MADRID – Spain’s budget deficit narrowed to 6.76% of gross domestic product last year from over 10% in 2020, beating forecasts from international organisations and the government, which expects a further reduction this year despite a challenging environment.
“At present, with all due caution, the government should be able to meet the deficit target” of 5%, Budget Minister Maria Jesus Montero told a news conference on Thursday.

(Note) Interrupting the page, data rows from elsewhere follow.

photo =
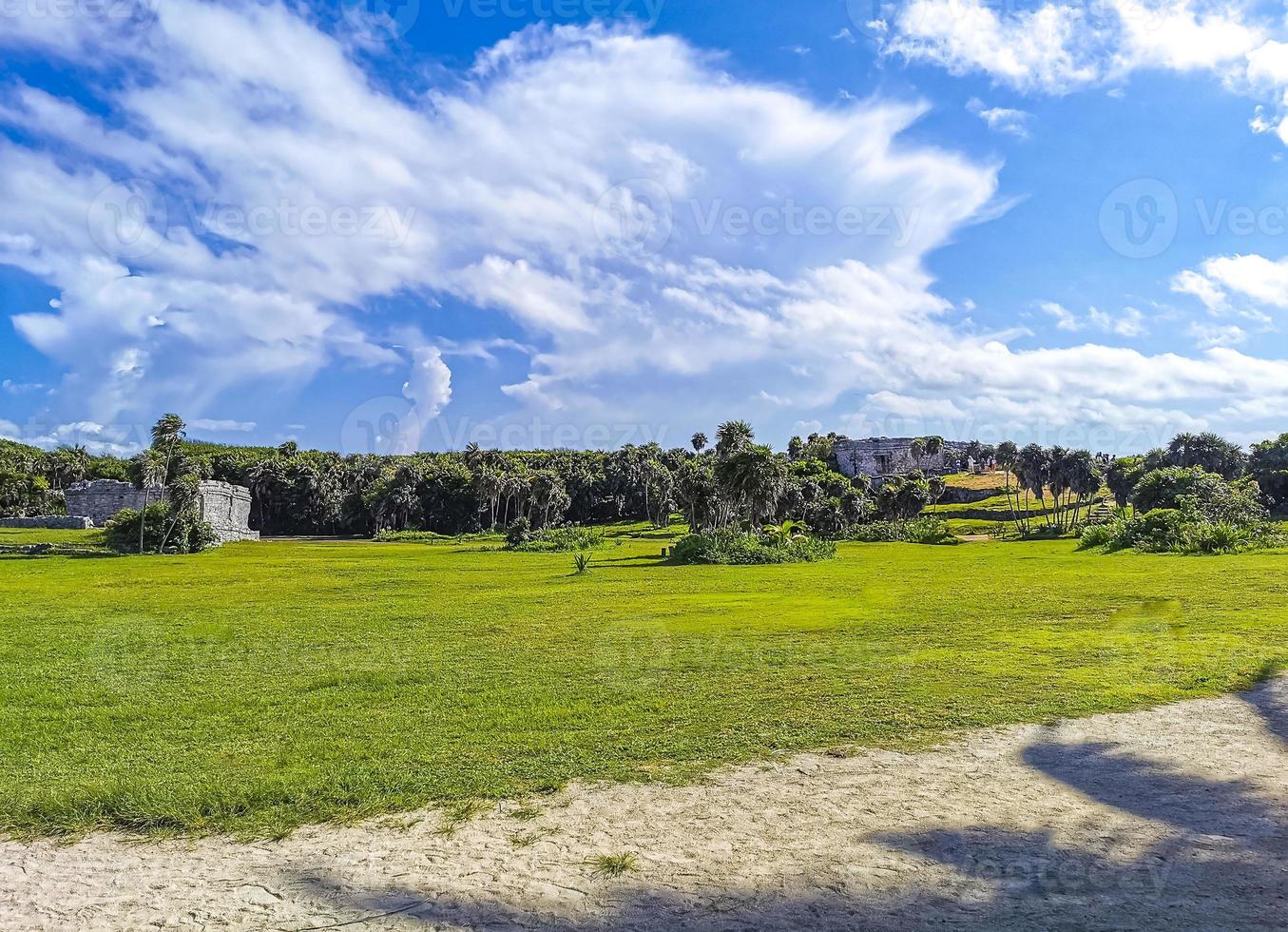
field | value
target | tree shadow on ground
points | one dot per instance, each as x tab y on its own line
1269	703
1219	866
644	909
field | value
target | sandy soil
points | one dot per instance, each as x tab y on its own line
1174	818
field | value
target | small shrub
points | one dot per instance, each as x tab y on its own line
391	536
925	530
188	534
743	548
1182	530
558	540
613	865
518	533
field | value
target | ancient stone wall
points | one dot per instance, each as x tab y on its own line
227	510
61	522
878	456
225	507
101	499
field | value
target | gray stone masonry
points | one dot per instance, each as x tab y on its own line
878	456
58	522
225	507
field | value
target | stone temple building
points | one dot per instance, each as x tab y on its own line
880	456
224	507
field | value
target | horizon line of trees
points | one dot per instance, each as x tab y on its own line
732	481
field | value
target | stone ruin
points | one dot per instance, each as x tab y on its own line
224	507
880	456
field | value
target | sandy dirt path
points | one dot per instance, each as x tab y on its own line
1175	818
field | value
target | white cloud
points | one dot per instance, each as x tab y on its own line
1250	285
221	425
1064	318
1056	48
585	232
1001	119
1207	336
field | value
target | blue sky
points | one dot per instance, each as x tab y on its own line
594	222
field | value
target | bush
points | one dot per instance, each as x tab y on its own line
1182	530
926	530
391	536
188	534
1207	494
743	548
555	539
518	533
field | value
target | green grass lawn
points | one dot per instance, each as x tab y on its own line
267	685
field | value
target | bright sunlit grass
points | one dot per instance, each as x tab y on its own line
261	686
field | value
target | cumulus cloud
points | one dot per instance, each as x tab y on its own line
221	424
1058	48
1001	119
257	204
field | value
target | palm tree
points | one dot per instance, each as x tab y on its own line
182	496
1008	457
151	471
733	436
755	478
1032	467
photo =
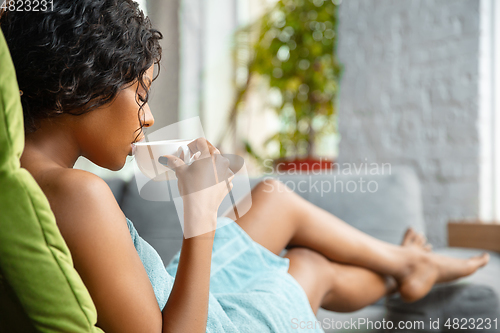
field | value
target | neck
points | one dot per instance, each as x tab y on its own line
54	142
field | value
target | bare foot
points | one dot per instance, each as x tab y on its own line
415	239
426	268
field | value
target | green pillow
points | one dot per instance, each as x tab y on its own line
37	278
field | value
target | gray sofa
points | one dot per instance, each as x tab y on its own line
385	214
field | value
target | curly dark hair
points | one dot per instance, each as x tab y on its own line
78	56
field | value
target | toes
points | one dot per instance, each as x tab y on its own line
483	259
420	239
408	237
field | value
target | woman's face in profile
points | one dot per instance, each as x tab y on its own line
105	134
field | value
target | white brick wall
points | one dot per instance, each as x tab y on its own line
409	96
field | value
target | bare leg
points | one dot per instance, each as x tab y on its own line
325	282
280	218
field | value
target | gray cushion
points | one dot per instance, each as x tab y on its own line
443	304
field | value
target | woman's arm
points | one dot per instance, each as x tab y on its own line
187	307
202	188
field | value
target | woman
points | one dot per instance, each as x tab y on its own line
84	70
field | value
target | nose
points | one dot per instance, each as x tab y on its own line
149	120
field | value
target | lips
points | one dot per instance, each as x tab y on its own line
140	140
132	145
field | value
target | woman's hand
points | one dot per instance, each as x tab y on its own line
202	185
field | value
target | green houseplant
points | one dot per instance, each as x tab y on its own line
292	47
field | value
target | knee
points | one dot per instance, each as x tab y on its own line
271	185
309	257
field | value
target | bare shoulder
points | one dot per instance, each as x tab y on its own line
96	232
79	198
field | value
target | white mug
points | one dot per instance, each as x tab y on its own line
147	154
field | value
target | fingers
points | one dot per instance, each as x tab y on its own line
171	161
204	146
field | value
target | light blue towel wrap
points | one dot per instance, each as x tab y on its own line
250	287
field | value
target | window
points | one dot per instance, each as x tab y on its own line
489	111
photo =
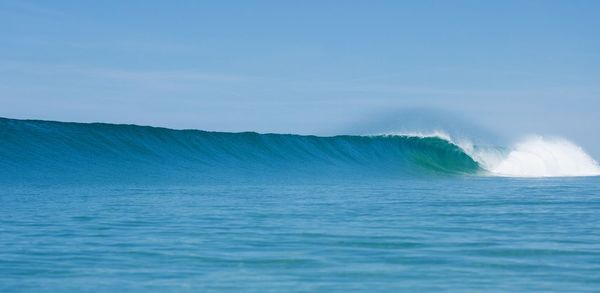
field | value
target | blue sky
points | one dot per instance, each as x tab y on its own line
515	67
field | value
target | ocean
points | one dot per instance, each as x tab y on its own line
103	207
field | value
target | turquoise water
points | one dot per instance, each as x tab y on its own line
136	210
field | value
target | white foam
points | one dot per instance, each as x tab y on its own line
542	157
535	156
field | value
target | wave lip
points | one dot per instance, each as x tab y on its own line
39	150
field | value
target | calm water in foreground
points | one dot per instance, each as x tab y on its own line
435	234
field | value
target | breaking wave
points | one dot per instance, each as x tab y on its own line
38	150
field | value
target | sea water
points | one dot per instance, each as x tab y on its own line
109	208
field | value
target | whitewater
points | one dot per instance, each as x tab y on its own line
533	156
31	150
127	208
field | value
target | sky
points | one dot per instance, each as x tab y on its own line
308	67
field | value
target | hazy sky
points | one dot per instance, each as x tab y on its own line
304	66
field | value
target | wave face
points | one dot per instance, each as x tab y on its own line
34	150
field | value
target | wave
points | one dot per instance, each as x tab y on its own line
37	150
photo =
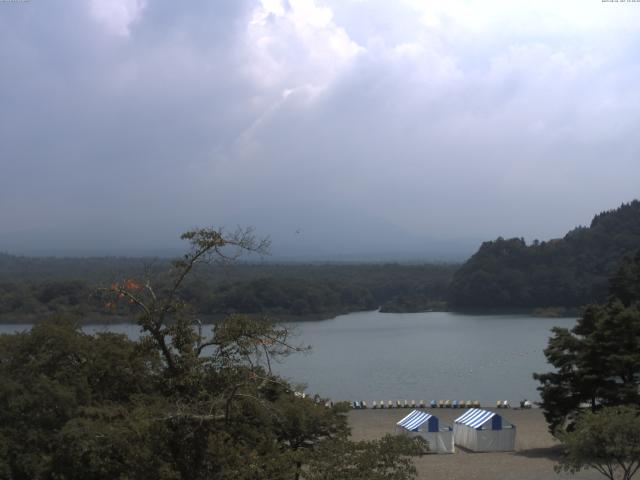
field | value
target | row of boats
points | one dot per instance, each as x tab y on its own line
433	404
421	404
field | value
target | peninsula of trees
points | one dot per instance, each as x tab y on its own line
569	272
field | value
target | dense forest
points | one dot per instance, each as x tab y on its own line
569	272
31	288
504	274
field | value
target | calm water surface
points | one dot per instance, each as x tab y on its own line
434	355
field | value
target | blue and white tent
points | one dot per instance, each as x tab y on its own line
428	427
484	431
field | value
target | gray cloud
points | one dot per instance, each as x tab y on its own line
369	127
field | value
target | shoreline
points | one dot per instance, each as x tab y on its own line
534	458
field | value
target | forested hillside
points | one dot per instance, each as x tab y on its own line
32	288
567	272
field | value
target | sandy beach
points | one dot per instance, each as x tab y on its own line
534	458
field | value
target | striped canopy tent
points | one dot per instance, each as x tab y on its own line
428	427
484	431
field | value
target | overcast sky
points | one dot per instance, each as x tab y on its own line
335	126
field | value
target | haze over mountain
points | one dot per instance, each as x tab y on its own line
342	129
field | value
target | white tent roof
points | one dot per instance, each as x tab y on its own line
475	418
414	420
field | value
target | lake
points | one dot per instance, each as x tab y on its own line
432	355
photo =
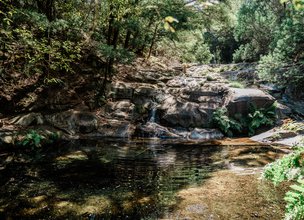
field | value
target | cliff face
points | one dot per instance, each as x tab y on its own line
159	101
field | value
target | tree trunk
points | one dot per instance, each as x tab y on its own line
153	41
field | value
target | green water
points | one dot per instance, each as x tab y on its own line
110	179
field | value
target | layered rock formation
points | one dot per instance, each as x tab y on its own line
150	104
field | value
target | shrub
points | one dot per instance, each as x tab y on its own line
290	167
295	201
228	125
36	138
234	125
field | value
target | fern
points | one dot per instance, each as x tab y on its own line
286	168
226	124
295	202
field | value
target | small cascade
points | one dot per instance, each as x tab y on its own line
152	118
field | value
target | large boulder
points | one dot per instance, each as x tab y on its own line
73	122
114	128
183	114
239	101
123	109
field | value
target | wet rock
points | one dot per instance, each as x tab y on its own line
28	119
283	111
114	128
184	114
121	90
206	134
73	122
240	100
120	110
152	129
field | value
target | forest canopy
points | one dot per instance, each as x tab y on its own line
54	37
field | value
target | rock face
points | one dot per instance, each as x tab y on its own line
150	104
239	101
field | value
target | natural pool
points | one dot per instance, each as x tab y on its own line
139	179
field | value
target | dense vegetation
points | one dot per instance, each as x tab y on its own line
53	37
290	168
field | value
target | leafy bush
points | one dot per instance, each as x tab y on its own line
290	167
36	138
235	125
286	168
295	201
228	125
260	117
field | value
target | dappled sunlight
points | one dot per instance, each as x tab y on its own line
133	179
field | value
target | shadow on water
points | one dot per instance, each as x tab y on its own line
111	179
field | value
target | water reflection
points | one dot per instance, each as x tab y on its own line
110	179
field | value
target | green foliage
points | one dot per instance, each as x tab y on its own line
256	24
36	138
189	46
290	167
286	168
284	64
295	201
228	125
237	124
260	117
32	139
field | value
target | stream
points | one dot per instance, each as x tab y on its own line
140	179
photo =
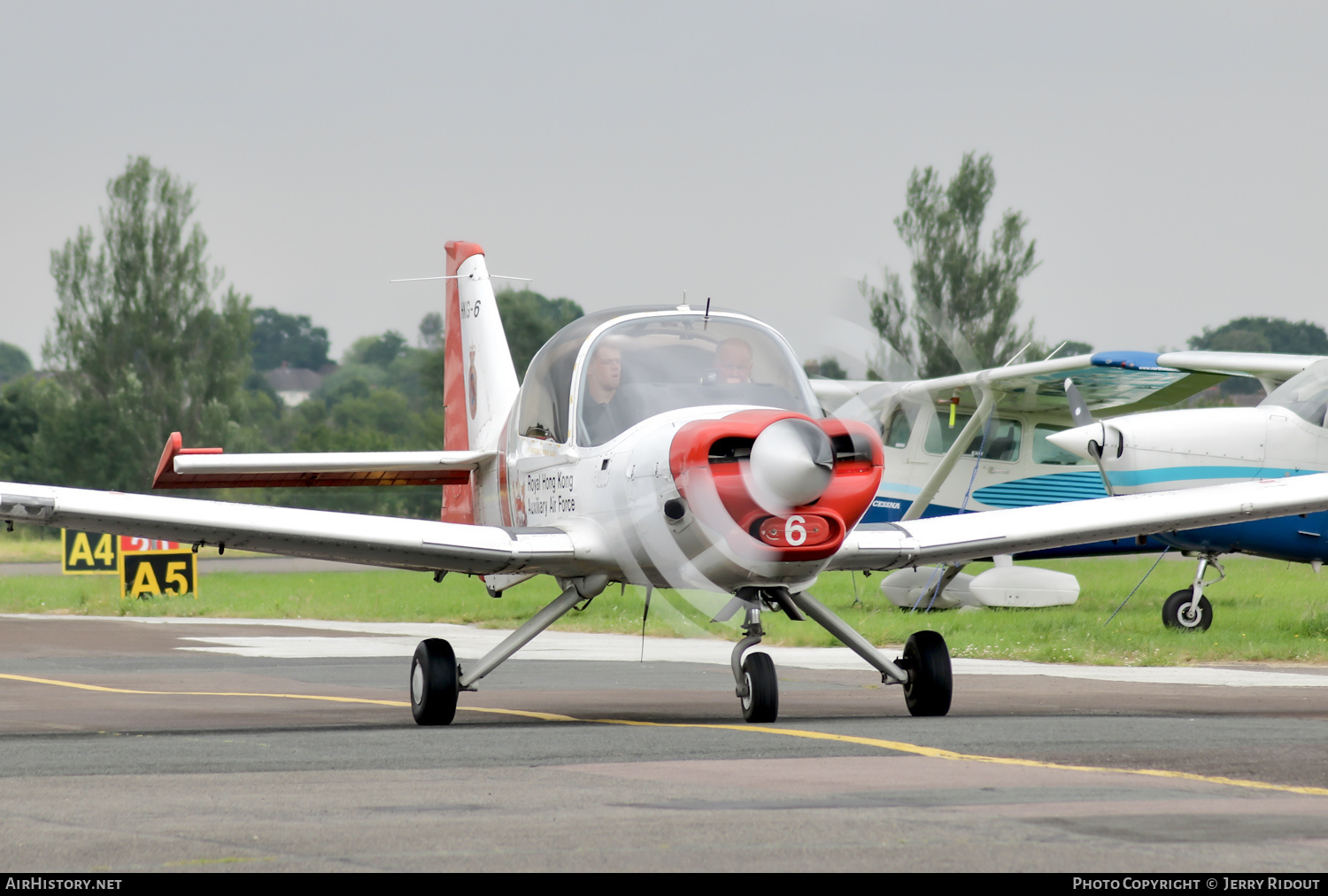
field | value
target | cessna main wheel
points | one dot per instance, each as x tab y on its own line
1178	611
435	683
930	681
762	699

The government had initially targeted a budget gap of 8.4% in 2021, and Montero said the lower result “allows us to better face the challenges from the war in Ukraine”.
The war and sanctions on Russia following its invasion of Ukraine last month have pushed energy prices to record highs across Europe, stoking overall inflation and sapping confidence.
Tax collection soared 15.1% in 2021, allowing the government to meet its revenue forecast for the first time in 10 years, and revenue data were positive so far this year, Montero said, adding that higher social security payments driven by new jobs and hikes to the minimum wage had helped boost tax receipts.
The government attributed the deficit reduction to a stronger economy as it bounced back from a record slump in 2020 caused by the COVID-19 pandemic, and shrugged off the impact of higher prices on the improved revenue collection as pointed out by some experts.
Inflation last year reached 6.5%, while electricity prices soared by 72%. Year-on-year inflation in March hit 9.8%, highest since 1985.
Spain has to review its economic outlook to include the impact of the war in Ukraine war by April 30, and the government has already said growth would fall short of the current 7% target for this year.
Spanish think-tank Funcas has downgraded its growth forecast to 4.2%, which would significantly reduce the chances of Spain reaching pre-pandemic levels of economic activity this year, as the government had hoped, and its capacity to cut the deficit.